Following high school, Algren received his journalism degree from the University of Illinois in 1931. The Great Depression not being the best time for a cub reporter to find work, Nelson took to the road to gather writing experiences. His sojourns would provide material for numerous short stories and for his novels Somebody in Boots (1935) and A Walk on the Wild Side (1956).
While in Texas, Algren was arrested for stealing a typewriter and spent a month in prison with a longer-term sentence looming. Although he was released, his jail time gave him firsthand contact with the prisoners around him, and he began to better comprehend the downtrodden of America—men and women who couldn’t seem to get a decent break and who often found themselves in a downward spiral of consequence. This heightened awareness would become an integral part of Nelson Algren’s writing throughout his career.
After contributing to the WPA Illinois Writers' Project, Algren began his second novel called Never Come Morning, published in 1942. Algren had moved to what was then known as The Triangle, a Chicago neighborhood heavily populated by Poles and known for its hustlers and addicts, yet also for its devout, hard-working women in babushkas worshiping at Mass.
The Neon Wilderness, a collection of short stories, followed in 1947, and in 1949 Algren published The Man With The Golden Arm, the story of Chicago youth Frankie Machine’s struggle to overcome fate and heroin addiction.
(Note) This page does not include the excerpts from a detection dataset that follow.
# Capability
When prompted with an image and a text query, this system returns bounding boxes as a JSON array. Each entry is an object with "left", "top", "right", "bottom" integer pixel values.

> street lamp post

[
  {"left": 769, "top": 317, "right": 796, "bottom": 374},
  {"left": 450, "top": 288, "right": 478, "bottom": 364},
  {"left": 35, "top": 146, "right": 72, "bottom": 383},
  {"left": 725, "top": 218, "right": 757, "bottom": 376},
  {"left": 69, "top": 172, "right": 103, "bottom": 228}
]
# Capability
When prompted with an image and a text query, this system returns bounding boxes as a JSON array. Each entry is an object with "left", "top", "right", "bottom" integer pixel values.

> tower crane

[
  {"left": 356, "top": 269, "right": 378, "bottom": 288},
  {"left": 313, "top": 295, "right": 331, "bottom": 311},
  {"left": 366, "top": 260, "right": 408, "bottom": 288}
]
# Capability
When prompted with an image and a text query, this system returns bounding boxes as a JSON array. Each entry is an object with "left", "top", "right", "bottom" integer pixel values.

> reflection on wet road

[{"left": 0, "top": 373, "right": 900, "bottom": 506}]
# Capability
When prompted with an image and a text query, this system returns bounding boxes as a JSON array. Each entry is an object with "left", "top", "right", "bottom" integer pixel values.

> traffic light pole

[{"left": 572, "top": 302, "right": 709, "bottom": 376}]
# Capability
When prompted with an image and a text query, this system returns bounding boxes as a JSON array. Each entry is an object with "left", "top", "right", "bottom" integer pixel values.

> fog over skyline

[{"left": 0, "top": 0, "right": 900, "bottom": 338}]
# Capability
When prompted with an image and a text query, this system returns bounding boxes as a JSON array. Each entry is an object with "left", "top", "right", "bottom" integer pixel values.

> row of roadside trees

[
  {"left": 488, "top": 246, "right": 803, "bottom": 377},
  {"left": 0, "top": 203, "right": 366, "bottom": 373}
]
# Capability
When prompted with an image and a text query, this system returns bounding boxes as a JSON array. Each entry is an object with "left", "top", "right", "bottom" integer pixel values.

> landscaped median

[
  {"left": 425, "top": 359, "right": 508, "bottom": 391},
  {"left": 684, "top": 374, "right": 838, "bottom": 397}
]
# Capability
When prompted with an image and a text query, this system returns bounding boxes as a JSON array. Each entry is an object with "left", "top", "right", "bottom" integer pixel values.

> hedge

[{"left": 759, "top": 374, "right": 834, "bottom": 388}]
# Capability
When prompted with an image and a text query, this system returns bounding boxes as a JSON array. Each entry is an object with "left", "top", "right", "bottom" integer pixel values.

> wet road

The Man With The Golden Arm received the first National Book Award, and while civic groups objected to the novel’s portrayal of Poles as they had with Never Come Morning, with all of his works Algren was forging a new view of urban realism—in Chicago and beyond.
Though Algren claimed that bachelorhood was best for a male writer, he was married twice and had a celebrated affair with French icon Simone de Beauvoir. Their relationship was immortalized in her novel The Mandarins and more recently in A Transatlantic Love Affair: Letters to Nelson Algren. The involvement ended primarily due to Algren’s resentment that de Beauvoir’s romantic and intellectual allegiance continued to belong to Jean-Paul Sartre, her longtime philosopher-lover.
Throughout the years following the publication of The Man With The Golden Arm, Algren focused on writing journalistic pieces and essays. The Man With The Golden Arm and A Walk on the Wild Side were made into films during this period, but Algren chronically experienced cash flow problems and felt that his work was under-appreciated. In 1974, he took a trip east and was reenergized by the blue-collar city of Paterson, New Jersey, where he had been researching the murder charges against fighter Rubin “Hurricane” Carter. Algren quickly moved to New Jersey and spent several years there working on The Devil’s Stocking, a novel based on the Carter case. He then moved to Sag Harbor, Long Island in 1980, where he enjoyed a brief time as Manhattan literati’s oldest new kid on the block.
On May 9, 1981, Algren died of a heart attack, just weeks before his induction into the American Academy of Arts and Letters. Though he was buried in Sag Harbor, far from The Triangle which inspired so many of his works, a street in the Chicago neighborhood has been named in his honor and his writing remains an unquestionable part of the city’s literary heritage.